Publié le 15 mai 2012 par Africahit

Au début des années 1980, de retour d’un séjour américain de quatre années Alpha Blondy, Koné Seydou à l’état civil, fonde, véritablement, l’identité du reggae ivoirien, après son passage à l’émission Première Chance de Roger Fulgence Kassy, en 1981, prélude à la sortie de «Jah Glory». Les titres «Brigadier Sabary» «Bintou», entre autres, sont de véritables tubes.

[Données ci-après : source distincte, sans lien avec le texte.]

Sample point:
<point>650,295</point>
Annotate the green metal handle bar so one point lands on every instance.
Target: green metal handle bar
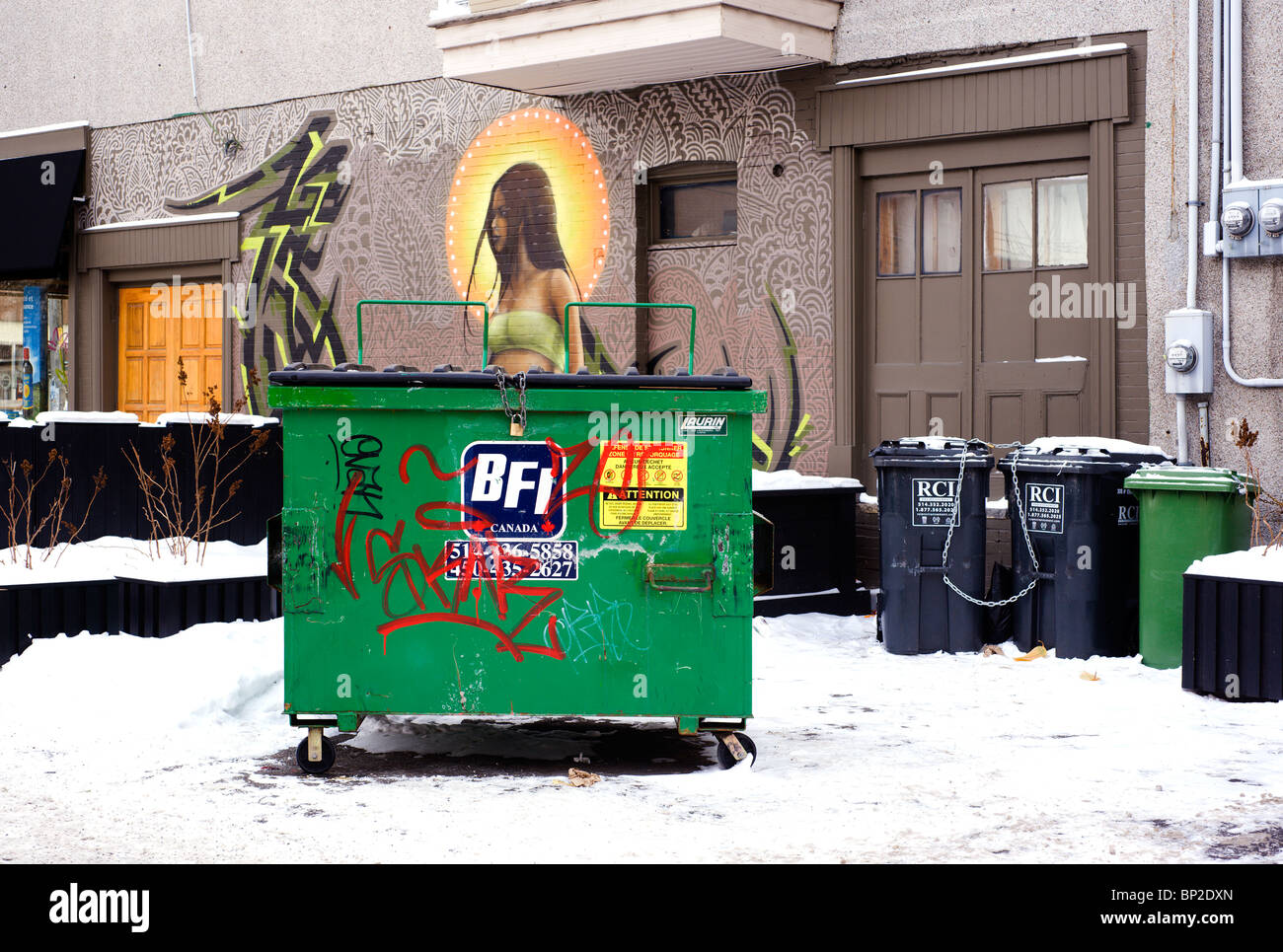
<point>691,358</point>
<point>486,321</point>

En 1982, la Côte d’Ivoire entre dans une période faste que l’on pourrait baptiser l’âge d’or du reggae ivoirien. En 1984, Alpha arrive à Paris, devancé par sa popularité. Il fera salle comble au Zénith. De mai à juin 1983, l’artiste vendra plus de 25 000 disques et 100 000 cassettes, pulvérisant tous les records de vente de disques en Afrique noire! Alpha a alors 30 ans. «Le père» du reggae africain, durant sa carrière, a amassé une vingtaine de disques d’or et presque autant de platines. C’est une, sinon la première véritable star en Afrique noire. Son reggae, très influencé par Bob Marley, cherche à réunifier les pays d’Afrique par l’utilisation judicieuse de sonorités mandingues (cora, flûte bergère, tumba…), mais aussi du monde, avec un clin d’œil au rock, au funk, à la rumba, à la pop. Pop à laquelle il a été nourri pendant son adolescence et sa jeunesse. En 1985, Alpha ose, à travers « Rasta poué », un maxi de 45 tours, la tendance Dub. Succès. Entre des textes forts et une musique élaborée, il fait montre d’un professionnalisme à tous crins. La Côte d’Ivoire devient, incontestablement, l’épicentre de la scène reggae en Afrique. Maisons de production, studios d’enregistrement et tubes de plus d’une centaine d’artistes reggae se suivent, avec des succès relatifs, mais avérés. Comment et pourquoi donc les reggae-makers de Côte d’Ivoire ont-ils pu passer de la lumière à l’ombre ? (Voir hors-texte). Et pourtant, après avoir rompu avec la major Emi Pathé Marconi, Alpha Blondy avait tenté de créer un pôle local avec Alpha Blondy Production et Distribution et monté un festival, le Festa. Qui se voulait l’alternative locale au Reggae Susplash de Montego Bay en Jamaïque.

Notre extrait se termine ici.